As an excercise, lets rotate an image to face the camera (i.e. $3\pi/4$ radians), which is how we implemented the Paper Mario-like art style. Using a linear algebra technique, we can apply the following transformation to each pixel, with $(\alpha_x, \alpha_y, \alpha_z)^T$ as the image’s anchor point and $(\beta_x, \beta_y, \beta_z)^T$ as the position of the pixel.

$$T = \underbrace{ \begin{bmatrix} 1 & 0 & 0 & \alpha_x \\ 0 & 1 & 0 & \alpha_y \\ 0 & 0 & 1 & \alpha_z \\ 0 & 0 & 0 & 1 \end{bmatrix} }_\text{translate to the anchor} \times \underbrace{ \begin{bmatrix} \frac{-\sqrt{2}}{2} & \frac{-\sqrt{2}}{2} & 0 & 0 \\ \frac{\sqrt{2}}{2} & \frac{-\sqrt{2}}{2} & 0 & 0 \\ 0 & 0 & 1 & 0 \\ 0 & 0 & 0 & 1 \end{bmatrix} }_\text{rotate about the origin} \times \underbrace{ \begin{bmatrix} 1 & 0 & 0 & -\alpha_x \\ 0 & 1 & 0 & -\alpha_y \\ 0 & 0 & 1 & -\alpha_z \\ 0 & 0 & 0 & 1 \end{bmatrix} }_\text{translate to the origin} \times \begin{bmatrix} \beta_x \\ \beta_y \\ \beta_z \\ 1 \end{bmatrix}$$

Remember that transformation matrices are applied from right-to-left.

Luckily for us, Processing has built-in functions to handle these operations, with the final code being:

pushMatrix();
transform(a_x, a_y, a_z);  // translate to the anchor
rotateZ((3 * PI) / 4);  // rotate about the origin
transform(-a_x, -a_y, -a_z);  // translate to the origin
image(a_x, a_y, a_z);
popMatrix();


Much better.

As you can see, we need to be explicit in how we approach positioning objects in space, promoting a mindset that can lead to pleasing solutions to engine limitations; case in point: Flipping Houses’s shadow system for items, which can be summarized as follows:

1. Preprocessing
1. Generate a translucent black silhouette of the target image based on the alpha values of its pixels.
2. Skew the image to imitate a projection.
2. Rendering
1. Draw the shadow at the position of the item.
2. Rotate the shadow (with the anchor point at the bottom) about the $x$- and/or $y$-axis to lie flat on the board.

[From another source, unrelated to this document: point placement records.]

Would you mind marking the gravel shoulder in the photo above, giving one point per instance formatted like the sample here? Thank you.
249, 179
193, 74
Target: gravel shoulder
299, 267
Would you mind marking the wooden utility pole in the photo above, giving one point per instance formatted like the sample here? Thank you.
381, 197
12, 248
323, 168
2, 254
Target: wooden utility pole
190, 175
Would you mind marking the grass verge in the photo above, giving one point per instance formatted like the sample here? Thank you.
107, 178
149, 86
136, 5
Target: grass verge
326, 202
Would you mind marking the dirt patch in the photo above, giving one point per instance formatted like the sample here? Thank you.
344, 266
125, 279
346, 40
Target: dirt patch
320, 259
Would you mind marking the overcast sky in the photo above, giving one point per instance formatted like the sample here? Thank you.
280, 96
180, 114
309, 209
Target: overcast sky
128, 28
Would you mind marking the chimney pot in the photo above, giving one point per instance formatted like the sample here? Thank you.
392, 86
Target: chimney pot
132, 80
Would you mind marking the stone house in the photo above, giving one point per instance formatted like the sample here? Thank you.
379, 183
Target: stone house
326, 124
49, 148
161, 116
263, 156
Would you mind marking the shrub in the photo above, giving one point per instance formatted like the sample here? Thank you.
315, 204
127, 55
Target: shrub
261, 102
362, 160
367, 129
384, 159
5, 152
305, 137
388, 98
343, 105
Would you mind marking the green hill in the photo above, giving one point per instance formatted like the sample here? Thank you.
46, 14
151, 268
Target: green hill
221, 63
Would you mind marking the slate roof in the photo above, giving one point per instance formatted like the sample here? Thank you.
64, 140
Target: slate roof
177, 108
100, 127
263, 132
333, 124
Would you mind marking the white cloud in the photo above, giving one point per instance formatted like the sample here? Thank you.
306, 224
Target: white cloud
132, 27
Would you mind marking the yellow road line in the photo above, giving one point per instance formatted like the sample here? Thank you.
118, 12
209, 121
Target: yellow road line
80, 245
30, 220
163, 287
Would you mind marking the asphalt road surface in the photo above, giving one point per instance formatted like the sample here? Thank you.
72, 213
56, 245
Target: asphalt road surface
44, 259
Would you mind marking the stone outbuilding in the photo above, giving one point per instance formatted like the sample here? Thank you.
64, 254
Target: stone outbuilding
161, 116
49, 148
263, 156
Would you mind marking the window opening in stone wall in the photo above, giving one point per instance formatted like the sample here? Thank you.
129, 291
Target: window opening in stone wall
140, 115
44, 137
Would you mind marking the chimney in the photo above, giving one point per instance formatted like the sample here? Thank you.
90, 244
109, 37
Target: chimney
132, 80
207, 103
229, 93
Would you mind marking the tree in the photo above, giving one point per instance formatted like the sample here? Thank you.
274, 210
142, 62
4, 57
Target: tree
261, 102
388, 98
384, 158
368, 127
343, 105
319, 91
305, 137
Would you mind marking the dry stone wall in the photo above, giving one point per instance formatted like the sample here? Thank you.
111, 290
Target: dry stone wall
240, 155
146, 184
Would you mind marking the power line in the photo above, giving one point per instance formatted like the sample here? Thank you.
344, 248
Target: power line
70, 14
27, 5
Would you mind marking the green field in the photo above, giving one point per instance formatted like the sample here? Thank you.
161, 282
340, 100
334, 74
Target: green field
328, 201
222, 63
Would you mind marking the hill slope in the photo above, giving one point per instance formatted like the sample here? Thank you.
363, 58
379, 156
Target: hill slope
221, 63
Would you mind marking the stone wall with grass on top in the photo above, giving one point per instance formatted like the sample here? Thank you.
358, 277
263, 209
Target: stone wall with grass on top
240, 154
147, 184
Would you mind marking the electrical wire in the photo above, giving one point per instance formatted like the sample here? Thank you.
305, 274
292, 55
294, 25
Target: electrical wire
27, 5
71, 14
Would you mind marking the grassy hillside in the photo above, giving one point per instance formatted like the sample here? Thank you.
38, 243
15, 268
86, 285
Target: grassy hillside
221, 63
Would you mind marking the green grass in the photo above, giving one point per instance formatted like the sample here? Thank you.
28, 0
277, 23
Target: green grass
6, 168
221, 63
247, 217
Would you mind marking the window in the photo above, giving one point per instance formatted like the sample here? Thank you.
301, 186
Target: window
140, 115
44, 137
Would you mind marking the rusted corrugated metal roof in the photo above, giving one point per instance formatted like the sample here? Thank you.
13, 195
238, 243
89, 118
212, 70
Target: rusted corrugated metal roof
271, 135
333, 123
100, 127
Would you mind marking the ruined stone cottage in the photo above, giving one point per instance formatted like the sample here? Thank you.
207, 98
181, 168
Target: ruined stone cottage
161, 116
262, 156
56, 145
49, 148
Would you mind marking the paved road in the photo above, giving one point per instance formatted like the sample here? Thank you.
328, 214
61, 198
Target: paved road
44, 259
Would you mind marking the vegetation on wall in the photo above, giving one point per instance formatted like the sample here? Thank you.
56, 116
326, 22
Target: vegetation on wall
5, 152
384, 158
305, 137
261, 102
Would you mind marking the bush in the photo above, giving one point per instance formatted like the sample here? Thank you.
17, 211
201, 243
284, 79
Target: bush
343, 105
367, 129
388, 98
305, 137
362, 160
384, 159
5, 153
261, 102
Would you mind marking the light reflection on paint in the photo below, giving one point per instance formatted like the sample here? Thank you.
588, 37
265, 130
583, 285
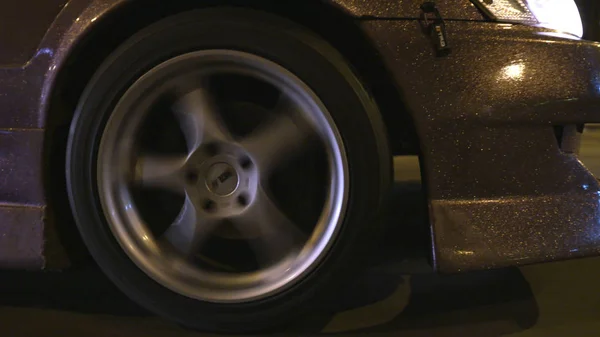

This system offers a lot of flexibility for the shadows. For example, we can modify Step 1.1 to generate shadows of any colour. This opens up the possibility of using shadow colours to indicate complimentary items, an idea that I think is worth looking into for the rewritten version of the game.

### Conclusion

The judges gave us scores of 45/50 and 46.5/50, along with the following feedback:

• Strengths
• Interesting concept
• Technically challenging to make
• Satisfying gameplay
• Weaknesses
• Could benefit from a fleshed out tutorial
• Unintuitive controls (at first)
• Okay UI; could use improvements